絵を描く予算は捻出できないまま、平成23年12月に改修工事は始まり、平成24年4月には終了し、計画通り壁画用のベージュ色の漆喰壁も二か所完成しました。4月には看護師の増員がありましたが10床すべてを稼働するには不足し、医療機器も十分に整備できなかったので5月には増床工事したGCU10床のうち4床が新たに稼働を始めました。NICUが9床のまま、GCUが8床から12床、計21床となりました。壁画用の漆喰はベージュ色に塗られましたが、ベージュ色のまま絵が描かれることは叶いませんでした。行き詰まりを打開するために病院長会議に報告しても「議決が必要です」「予算がありません」という返事を頂くことは『No』と同じであることを何度も実感させられてきましたから、今回の壁画も叶わないのかなと思いました。自らの説得力のなさに嫌気がさします。ひとつ良いことは、病院の出費がゼロであれば壁に描画することを病院当局に了解していただけたことです。
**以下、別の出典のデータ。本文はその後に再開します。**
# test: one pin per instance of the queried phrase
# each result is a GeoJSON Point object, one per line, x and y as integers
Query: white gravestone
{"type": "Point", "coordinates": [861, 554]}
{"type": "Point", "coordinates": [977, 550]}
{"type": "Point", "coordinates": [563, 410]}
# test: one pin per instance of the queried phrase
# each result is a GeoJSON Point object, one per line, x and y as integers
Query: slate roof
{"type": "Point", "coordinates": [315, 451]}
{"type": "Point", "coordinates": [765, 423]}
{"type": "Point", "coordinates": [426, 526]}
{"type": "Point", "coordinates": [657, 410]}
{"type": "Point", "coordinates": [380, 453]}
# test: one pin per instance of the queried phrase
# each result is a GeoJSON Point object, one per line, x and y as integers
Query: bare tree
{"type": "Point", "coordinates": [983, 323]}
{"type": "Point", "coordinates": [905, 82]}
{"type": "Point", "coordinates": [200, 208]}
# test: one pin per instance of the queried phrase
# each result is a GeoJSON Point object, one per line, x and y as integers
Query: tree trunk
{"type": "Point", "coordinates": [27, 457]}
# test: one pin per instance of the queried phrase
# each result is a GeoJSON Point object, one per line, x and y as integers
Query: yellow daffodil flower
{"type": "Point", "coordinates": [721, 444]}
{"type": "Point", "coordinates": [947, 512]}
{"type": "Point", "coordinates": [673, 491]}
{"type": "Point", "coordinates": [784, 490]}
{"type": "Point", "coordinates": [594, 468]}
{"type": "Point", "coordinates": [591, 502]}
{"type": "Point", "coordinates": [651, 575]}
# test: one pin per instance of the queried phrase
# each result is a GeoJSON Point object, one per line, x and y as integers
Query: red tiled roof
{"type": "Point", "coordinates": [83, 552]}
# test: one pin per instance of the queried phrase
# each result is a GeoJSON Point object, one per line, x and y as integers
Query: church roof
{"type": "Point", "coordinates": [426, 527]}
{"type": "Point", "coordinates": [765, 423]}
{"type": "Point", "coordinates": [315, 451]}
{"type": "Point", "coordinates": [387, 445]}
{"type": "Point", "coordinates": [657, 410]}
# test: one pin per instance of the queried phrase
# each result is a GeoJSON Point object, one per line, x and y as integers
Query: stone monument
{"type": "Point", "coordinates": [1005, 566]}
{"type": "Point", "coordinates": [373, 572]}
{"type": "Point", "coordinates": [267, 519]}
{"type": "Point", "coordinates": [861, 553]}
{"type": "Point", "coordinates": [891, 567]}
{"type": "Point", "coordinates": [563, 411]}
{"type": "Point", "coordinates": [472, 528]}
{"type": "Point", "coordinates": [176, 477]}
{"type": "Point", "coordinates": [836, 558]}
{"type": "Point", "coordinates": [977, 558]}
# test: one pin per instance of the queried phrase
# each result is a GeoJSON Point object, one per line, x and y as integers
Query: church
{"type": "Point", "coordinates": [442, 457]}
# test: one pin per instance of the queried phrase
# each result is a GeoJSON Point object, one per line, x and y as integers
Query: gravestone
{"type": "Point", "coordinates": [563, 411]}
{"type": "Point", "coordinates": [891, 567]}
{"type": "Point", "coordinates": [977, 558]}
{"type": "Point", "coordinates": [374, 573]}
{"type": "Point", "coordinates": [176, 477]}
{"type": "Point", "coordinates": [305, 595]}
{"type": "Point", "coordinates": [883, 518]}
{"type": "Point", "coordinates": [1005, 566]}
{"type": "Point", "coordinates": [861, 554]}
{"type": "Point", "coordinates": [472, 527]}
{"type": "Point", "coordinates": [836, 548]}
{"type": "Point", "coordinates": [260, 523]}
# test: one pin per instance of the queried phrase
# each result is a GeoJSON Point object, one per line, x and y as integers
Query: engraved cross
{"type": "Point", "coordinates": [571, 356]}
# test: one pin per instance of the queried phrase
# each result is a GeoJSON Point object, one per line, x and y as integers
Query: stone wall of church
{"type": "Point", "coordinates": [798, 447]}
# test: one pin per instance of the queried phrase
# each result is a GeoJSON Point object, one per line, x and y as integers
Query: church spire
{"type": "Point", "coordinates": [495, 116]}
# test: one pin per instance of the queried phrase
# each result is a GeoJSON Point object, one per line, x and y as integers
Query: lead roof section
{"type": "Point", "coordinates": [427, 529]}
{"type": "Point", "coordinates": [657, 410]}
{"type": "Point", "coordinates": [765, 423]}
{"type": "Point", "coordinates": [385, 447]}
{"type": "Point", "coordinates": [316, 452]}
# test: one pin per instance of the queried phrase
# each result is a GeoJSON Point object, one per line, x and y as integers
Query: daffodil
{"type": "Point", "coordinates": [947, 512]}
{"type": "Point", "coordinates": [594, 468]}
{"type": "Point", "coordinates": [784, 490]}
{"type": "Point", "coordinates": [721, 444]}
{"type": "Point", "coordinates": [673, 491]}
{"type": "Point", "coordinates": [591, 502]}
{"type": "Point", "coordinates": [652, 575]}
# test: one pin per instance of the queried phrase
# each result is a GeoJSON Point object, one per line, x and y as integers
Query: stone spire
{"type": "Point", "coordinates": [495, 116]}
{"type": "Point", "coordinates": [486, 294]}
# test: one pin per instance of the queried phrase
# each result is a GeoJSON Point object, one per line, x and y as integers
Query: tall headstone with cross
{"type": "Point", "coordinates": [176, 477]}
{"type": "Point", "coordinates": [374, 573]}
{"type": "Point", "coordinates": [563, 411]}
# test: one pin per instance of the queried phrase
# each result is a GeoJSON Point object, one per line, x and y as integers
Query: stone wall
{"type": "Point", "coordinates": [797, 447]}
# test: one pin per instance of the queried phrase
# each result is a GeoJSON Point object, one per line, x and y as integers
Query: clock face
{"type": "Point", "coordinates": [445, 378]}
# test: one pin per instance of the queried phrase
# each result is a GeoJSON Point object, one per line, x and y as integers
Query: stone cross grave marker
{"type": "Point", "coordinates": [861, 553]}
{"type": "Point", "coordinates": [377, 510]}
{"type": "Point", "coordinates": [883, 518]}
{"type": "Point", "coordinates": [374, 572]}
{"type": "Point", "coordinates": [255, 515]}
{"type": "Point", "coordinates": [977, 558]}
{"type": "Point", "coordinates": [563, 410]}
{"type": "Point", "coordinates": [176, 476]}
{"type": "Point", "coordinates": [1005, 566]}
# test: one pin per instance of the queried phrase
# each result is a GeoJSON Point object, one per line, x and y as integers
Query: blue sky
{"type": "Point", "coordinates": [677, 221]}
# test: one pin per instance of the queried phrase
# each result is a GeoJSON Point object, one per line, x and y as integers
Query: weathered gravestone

また、病院事務方の中には周産期センターに壁画を描くことの意義を理解する人が少なからずいる雰囲気が伝わってきました。そのような環境下でないと実現はできないだろうと判断しました。あとは寄付に依るしかありませんでした。描画用の漆喰壁は完成から約1年が経ち、手指で汚れたり、泥の靴跡付着していたり、改修が必要になりましたがその費用も病院からは出ませんでした。壁画が描かれた後にはこのような汚れが付着することのないようお願いしたい。

 

周産期センターに、ちょっとしたアメニティがあればいいな

「赤ん坊のおてて、マシュマロみたい」と表現したNICU卒業生がいます。私たち周産期センターでケアを提供する側が私たちと両親のアメニティを実現し、マシュマロのような手と気持ちで新生児とその両親に対応したいと思っています。そのためには色彩と形とタッチでもって対応することが得意な人たちが静かに発揮するアートの力も借りることができればありがたい。とはいえ、病院の壁に描かれた花や動物の絵、アニメのキャラクターの絵などステレオタイプな画像に喜び、落ち着きを見出すことは少ない。金額に換算しがたく、入札では実現しないことかもしれませんが、私たちがより工夫すれば実現不可能ではないと思います。